It might seem absurd now, given that, twenty years on, they’re still a going, if not overly chart-bothering, concern, but there was a time when there was actually something enormously charlatanic indeed about the Burgess brigade. Like many of their peers, they were introduced to the wider world via the wonders of ITV’s still-lamented The Chart Show, but, unlike everyone else, they sparked off all manner of classroom discussions around the did-you-see nature of a band who not only combined the vocal stylings of the Roses with the whirry wilfulness of the Inspirals but also had a frontman who – as an NME front cover featuring them both would make explicit back in 1993 – was the very image of Mark Gardener. Clearly, their debut should by rights be both the most 1990 record in the world… ever! and the single most cynical artefact of the baggy age.
Of course, as it turns out, the former epithet can be scientifically proven to apply instead to Deee-Lite’s ‘World Clique’, while the latter would end up being Blur’s Leisure (a record that, for all its clutch of fine moments, feels very much like an endeavour to squash every Melody Maker Single Of The Week circa the year that preceded it onto just the one LP), and, instead, _Some Friendly’ _as ended up as an object of sufficient love that it bought the Charlies a free pass for years before their reputation for doggedness and general commercial consistency truly set in. Curiously, though, and almost in spite of its title, it’s hardly the most amiable endeavour of its age: opener ‘You’re Not Very Well’ is pointed and far from steady on its feet, while ‘Then’ must surely be one of the most foreboding top twenty singles of the entire decade, Rob Collins’ Hammond heroics summoning up the most enigmatic of vortexes while Burgess delivers a vocal whose weird opacity sits at calculated odds with the dismissive vitriol of the lyrics.
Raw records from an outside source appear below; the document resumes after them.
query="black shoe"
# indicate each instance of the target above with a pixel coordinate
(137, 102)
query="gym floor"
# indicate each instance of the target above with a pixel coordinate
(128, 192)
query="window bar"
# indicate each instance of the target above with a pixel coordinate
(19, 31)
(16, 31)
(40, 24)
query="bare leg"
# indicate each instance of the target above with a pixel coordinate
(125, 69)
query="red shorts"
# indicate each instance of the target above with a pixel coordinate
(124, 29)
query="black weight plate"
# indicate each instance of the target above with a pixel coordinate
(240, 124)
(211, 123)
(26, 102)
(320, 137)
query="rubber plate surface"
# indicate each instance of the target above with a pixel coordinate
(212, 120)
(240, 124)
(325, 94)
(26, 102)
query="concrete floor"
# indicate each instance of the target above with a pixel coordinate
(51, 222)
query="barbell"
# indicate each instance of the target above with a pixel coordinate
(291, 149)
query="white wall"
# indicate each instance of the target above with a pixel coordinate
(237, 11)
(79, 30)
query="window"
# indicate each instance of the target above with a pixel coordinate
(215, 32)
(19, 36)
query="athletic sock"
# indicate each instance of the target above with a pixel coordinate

Indeed, returning to it now, it’s curious – not to mention something of a testament to the volatility of the age that spawned it – to think that this was a number one album in its day. Its reclamation of psychedelic elements from the unloved wayside in which they had resided through the 80s (something it does so successfully that the lovely, not to say lengthy languor of ‘Opportunity’, with its wide open space and wandering bass, remains a fuzzy avatar of wistful summeriness even now) would, under other circumstances, have rendered them strictly a critics’ band; the exact fate, of course, that befell Shack some years earlier and later. Plus, their instincts for both mod and modernism would actually allow them to presage Britpop rather better than many of their contemporaries, and would produce tracks that had the courage to be genuinely, well, groovy – ‘White Shirt’ and ‘Sonic’ have a vibrancy and cavalier chomp to them that’s let them age far better than many more specifically stylised songs, and it’s hard not to feel that, for all the highlights that would follow, this may well still be where the quintet were at their most unapologetically unaffected.
Moreover, it doesn’t exactly hurt that they were also writing what remain some of the finest songs of their career. Those early comparisons meant that they’d be looking at a finale worthy of ‘I Am The Resurrection’, ‘Sackville’ and ‘Vapour Trail’, and ‘Sproston Green”s an impressive tilt at those standards, woven into ever more hypnotic whirls by Blunt and Collins’ startling keys and bass double-punch and stellarly stretched guitar from a seldom-better Jon Baker, while ‘Polar Bear’, always a favourite, is still the album’s moment of purest joy, its giddy shadowboxing ensuring that it soars above a fascinatingly provincial lyric. And, thanks to the bonus disc now included, we’re even treated to ‘The Only One I Know’, somewhat overplayed at the time, perhaps, and even something of a millstone for several years, but nevertheless a golden pop moment, albeit one steeped in pretty much every facet of countercultural 60s you’d care to mention.
You might argue, of course, that there’s no need to have it show up twice (since it reappears as part of a strikingly stripped-down Mark Goodier session from which ‘Indian Rope’ in particular comes out very well if a shade shambolic) and, to be honest, few of the extras here are wholly essential from anything other than a historical viewpoint. These exceptions are ‘Imperial 109’ and ‘Opportunity Three’, which are intriguingly evolved takes on their original-disc counterparts, with Baker’s blissful playing on the former proving almost a memorable revelation, while ‘Over Rising’ and ‘Taurus Moaner’ give early indications of a certain restlessness that would take a little while to reliably coalesce. Yes, they’d ultimately be more idiosyncratic (‘Up To Our Hips’, one of the decade’s forgotten gems) and imperial (the mighty ‘Tellin’ Stories’, of course) than this, but revisiting ‘Some Friendly’ turns out to be the best evidence that, whether anyone realised it at the time or not, the Charlatans were thoroughly versed in being enduring, and endearing, from the off.